To get fine-grained control over the copied region, the second form of overwrite() can be used. sminrow and smincol are the upper-left coordinates of the source window, the other variables mark a rectangle in the destination window.

 
putwin( file)
Writes all data associated with the window into the provided file object. This information can be later retrieved using the getwin() function.
 
redrawln( beg, num)
Indicates that the num screen lines, starting at line beg, are corrupted and should be completely redrawn on the next refresh() call.
 
redrawwin( )
Touches the entire window, causing it to be completely redrawn on the next refresh() call.
 
refresh( [pminrow, pmincol, sminrow, smincol, smaxrow, smaxcol])
Update the display immediately (sync actual screen with previous drawing/deleting methods).

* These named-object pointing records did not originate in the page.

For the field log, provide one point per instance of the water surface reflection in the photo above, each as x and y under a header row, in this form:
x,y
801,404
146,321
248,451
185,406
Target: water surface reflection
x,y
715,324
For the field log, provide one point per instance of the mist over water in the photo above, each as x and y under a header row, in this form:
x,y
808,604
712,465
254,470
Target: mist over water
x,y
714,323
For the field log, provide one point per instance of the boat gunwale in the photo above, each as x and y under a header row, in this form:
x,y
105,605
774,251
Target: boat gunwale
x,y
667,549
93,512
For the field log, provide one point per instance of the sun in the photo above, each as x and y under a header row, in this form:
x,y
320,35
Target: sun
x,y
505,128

The 6 optional arguments can only be specified when the window is a pad created with newpad(). The additional parameters are needed to indicate what part of the pad and screen are involved. pminrow and pmincol specify the upper left-hand corner of the rectangle to be displayed in the pad. sminrow, smincol, smaxrow, and smaxcol specify the edges of the rectangle to be displayed on the screen. The lower right-hand corner of the rectangle to be displayed in the pad is calculated from the screen coordinates, since the rectangles must be the same size. Both rectangles must be entirely contained within their respective structures. Negative values of pminrow, pmincol, sminrow, or smincol are treated as if they were zero.

 
scroll( [lines = 1])
Scroll the screen or scrolling region upward by lines lines.
 
scrollok( flag)
Controls what happens when the cursor of a window is moved off the edge of the window or scrolling region, either as a result of a newline action on the bottom line, or typing the last character of the last line. If flag is false, the cursor is left on the bottom line. If flag is true, the window is scrolled up one line. Note that in order to get the physical scrolling effect on the terminal, it is also necessary to call idlok().
 
setscrreg( top, bottom)
Set the scrolling region from line top to line bottom. All scrolling actions will take place in this region.
 
standend( )
Turn off the standout attribute. On some terminals this has the side effect of turning off all attributes.
 
standout( )
Turn on attribute A_STANDOUT.
 
subpad( [nlines, ncols,] begin_y, begin_x)
Return a sub-window, whose upper-left corner is at (begin_y, begin_x), and whose width/height is ncols/nlines.
 
subwin( [nlines, ncols,] begin_y, begin_x)
Return a sub-window, whose upper-left corner is at (begin_y, begin_x), and whose width/height is ncols/nlines.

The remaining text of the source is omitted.